March 4, 2003

RALEIGH — Gov. Mike Easley’s just-announced state budget plan for the 2003-05 biennium includes an immediate $461 million tax increase and allows spending to grow by nearly 5 percent next year, according to a preliminary analysis by the John Locke Foundation.

The Raleigh-based think tank also identified at least 60 proposals for budget savings in the Easley plan that are identical or similar to recommendations made in past alternative budgets from the Locke Foundation. The governor’s budget includes savings of $624 million in FY 2003-04 and $722 million in FY 2004-05 in these areas of agreement.

“The Easley administration has shown an increasing willingness to entertain good ideas for streamlining government and reducing wasteful spending in many areas,” said Locke Foundation President John Hood, who praised the governor’s proposals on Medicaid reform, tapping UNC receipts from research overhead payments, and phasing out funding for the Global TransPark. “Unfortunately, it didn’t make enough progress on this to avoid half a billion dollars in higher taxes.”

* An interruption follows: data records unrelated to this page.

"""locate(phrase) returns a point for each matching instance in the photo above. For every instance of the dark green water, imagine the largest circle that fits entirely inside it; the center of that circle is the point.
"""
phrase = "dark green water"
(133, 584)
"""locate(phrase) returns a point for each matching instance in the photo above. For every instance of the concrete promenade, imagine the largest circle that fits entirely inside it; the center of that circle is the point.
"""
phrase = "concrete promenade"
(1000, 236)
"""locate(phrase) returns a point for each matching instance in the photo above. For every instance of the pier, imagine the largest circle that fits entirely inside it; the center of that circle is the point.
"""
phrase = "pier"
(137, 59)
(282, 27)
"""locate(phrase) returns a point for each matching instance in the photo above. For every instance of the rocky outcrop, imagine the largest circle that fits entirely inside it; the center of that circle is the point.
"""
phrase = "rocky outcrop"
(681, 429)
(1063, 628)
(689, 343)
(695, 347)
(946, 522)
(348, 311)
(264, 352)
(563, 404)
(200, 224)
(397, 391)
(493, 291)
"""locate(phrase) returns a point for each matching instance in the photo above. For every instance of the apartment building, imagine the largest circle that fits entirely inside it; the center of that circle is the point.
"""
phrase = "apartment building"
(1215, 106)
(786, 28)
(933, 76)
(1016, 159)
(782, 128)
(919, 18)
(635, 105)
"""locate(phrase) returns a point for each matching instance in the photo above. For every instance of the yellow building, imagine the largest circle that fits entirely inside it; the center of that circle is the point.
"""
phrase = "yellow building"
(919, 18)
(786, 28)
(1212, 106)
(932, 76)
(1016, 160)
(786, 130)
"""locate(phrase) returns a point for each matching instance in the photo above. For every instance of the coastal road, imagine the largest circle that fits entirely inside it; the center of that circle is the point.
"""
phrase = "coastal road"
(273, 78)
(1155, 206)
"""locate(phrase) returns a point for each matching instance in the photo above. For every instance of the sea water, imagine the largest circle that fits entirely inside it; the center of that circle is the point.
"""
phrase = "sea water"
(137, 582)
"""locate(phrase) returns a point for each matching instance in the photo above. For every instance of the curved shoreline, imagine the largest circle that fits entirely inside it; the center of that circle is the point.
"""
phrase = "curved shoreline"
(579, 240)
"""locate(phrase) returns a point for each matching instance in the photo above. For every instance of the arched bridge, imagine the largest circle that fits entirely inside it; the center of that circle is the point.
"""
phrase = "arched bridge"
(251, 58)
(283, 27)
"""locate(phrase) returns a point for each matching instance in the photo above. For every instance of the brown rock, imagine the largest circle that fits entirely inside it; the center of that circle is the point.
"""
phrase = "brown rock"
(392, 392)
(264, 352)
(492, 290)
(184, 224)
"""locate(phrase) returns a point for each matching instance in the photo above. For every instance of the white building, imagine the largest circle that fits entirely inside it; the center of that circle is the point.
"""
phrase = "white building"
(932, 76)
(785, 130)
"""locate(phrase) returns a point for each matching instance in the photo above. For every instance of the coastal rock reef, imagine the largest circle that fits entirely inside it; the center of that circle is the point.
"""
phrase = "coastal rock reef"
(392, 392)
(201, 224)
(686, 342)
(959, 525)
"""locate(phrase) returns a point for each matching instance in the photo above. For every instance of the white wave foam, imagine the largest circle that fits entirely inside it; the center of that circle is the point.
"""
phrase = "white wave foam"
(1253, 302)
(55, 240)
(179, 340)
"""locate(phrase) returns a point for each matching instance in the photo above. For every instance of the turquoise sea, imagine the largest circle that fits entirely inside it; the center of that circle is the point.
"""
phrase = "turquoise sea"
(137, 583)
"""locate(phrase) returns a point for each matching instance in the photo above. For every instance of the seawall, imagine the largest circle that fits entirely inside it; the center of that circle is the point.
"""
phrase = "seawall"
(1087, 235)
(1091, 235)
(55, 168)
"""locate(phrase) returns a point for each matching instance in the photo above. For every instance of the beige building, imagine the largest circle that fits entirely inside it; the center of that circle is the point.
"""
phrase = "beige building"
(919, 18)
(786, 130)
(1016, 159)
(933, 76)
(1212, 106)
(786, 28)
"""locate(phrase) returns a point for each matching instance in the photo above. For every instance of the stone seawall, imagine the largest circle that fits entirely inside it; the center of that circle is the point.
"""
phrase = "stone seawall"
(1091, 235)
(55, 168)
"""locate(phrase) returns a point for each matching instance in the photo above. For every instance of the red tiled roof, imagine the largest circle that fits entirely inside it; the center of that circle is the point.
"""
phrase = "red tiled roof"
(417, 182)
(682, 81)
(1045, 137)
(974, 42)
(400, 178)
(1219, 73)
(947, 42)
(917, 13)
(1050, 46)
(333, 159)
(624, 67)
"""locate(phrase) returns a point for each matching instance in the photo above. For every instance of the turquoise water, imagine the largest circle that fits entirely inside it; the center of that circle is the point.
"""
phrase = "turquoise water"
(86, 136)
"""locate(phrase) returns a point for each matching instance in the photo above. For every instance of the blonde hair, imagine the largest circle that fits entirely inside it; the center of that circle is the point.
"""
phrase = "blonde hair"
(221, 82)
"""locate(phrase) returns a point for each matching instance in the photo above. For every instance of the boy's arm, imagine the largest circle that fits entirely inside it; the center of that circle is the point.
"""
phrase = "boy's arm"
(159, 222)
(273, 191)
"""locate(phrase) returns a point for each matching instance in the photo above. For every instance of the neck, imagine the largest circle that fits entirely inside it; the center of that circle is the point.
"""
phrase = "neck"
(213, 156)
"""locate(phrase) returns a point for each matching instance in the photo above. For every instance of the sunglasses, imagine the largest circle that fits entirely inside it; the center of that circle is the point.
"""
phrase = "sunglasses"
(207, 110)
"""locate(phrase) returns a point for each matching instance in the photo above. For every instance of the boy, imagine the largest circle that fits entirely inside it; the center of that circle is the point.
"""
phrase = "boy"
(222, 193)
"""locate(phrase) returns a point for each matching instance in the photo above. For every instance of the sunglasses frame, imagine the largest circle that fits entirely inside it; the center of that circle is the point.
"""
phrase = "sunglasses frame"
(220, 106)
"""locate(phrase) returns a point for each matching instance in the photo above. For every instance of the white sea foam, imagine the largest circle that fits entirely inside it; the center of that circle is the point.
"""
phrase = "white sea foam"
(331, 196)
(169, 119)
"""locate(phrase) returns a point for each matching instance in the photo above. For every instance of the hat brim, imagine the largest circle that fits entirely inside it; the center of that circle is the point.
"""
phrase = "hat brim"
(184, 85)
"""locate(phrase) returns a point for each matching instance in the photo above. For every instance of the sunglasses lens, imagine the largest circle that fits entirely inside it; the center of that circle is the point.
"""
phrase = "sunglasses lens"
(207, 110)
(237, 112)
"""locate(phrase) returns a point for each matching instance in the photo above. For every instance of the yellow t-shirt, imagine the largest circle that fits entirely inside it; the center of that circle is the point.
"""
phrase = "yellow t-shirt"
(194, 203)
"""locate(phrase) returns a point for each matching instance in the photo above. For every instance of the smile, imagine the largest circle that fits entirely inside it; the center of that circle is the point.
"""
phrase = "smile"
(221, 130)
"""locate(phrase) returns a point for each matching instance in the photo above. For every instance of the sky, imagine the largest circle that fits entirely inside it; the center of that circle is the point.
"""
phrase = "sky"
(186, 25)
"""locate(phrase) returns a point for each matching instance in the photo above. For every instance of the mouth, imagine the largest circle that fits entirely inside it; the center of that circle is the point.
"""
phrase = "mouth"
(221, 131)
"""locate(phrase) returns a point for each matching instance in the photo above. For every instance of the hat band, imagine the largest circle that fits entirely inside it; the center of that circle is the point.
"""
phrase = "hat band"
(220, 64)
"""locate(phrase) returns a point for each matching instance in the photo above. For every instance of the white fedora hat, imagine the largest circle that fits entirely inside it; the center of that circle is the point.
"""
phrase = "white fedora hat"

The governor’s tax increases reflect a decision to rescind promises made two years ago to impose only “temporary” tax increases on personal income and retail sales to help cover previous budget gaps. Now, these tax increases will be extended at least two more fiscal years, boosting the sales tax burden by $346.5 million next year, the income tax burden by $91.2 million, and the fiscal hit to local governments — likely to be made up by local tax hikes — by $23 million.

Hood pointed out that by fully implementing the Locke Foundation’s recommended savings in areas of agreement and holding off on major program expansions such as More at Four and N.C. Health Choice, the Easley administration could have proposed a state budget for 2003-05 that funded needed growth and at least held taxes steady.

“There still remain hundreds of millions of dollars in non-teaching education expenses, corporate subsidies, administrative bloat, and opportunities for privatization that the governor could have tapped to reduce our taxes,” Hood said. “North Carolina’s tax burden has doubled in real terms in the past two decades, remains the highest in the region, and discourages economic growth in the state by punishing entrepreneurs and investors from putting their money to work here.”

Hood also identified a troubling indication that, despite promises to the contrary, the governor’s budget might assume the passage of a state-run lottery within the next two years. One Easley recommendation is to help fund $59 million of public school operations in FY 2003-04 and $64 million in FY 2004-05 by transferring corporate-tax revenues from two state funds that currently aid local systems with school construction. Simultaneously, Hood observed, the governor has adjusted his lottery proposal to include funding for school construction in many of the same low-wealth districts served by the two state accounts.

“Is this a backdoor way of using a hypothetical state lottery to fund current state expenditures?” Hood asked. “This would seem inappropriate at best, and misleading at worst.”

Now it is the General Assembly’s turn to fashion a state budget consistent with North Carolina’s constitutional responsibilities and economic needs, Hood said.

“Lawmakers should offer support for the governor’s tough budget recommendations in Medicaid, the university system, and other areas while adding in the additional savings needed to avoid another round of costly tax increases,” he concluded.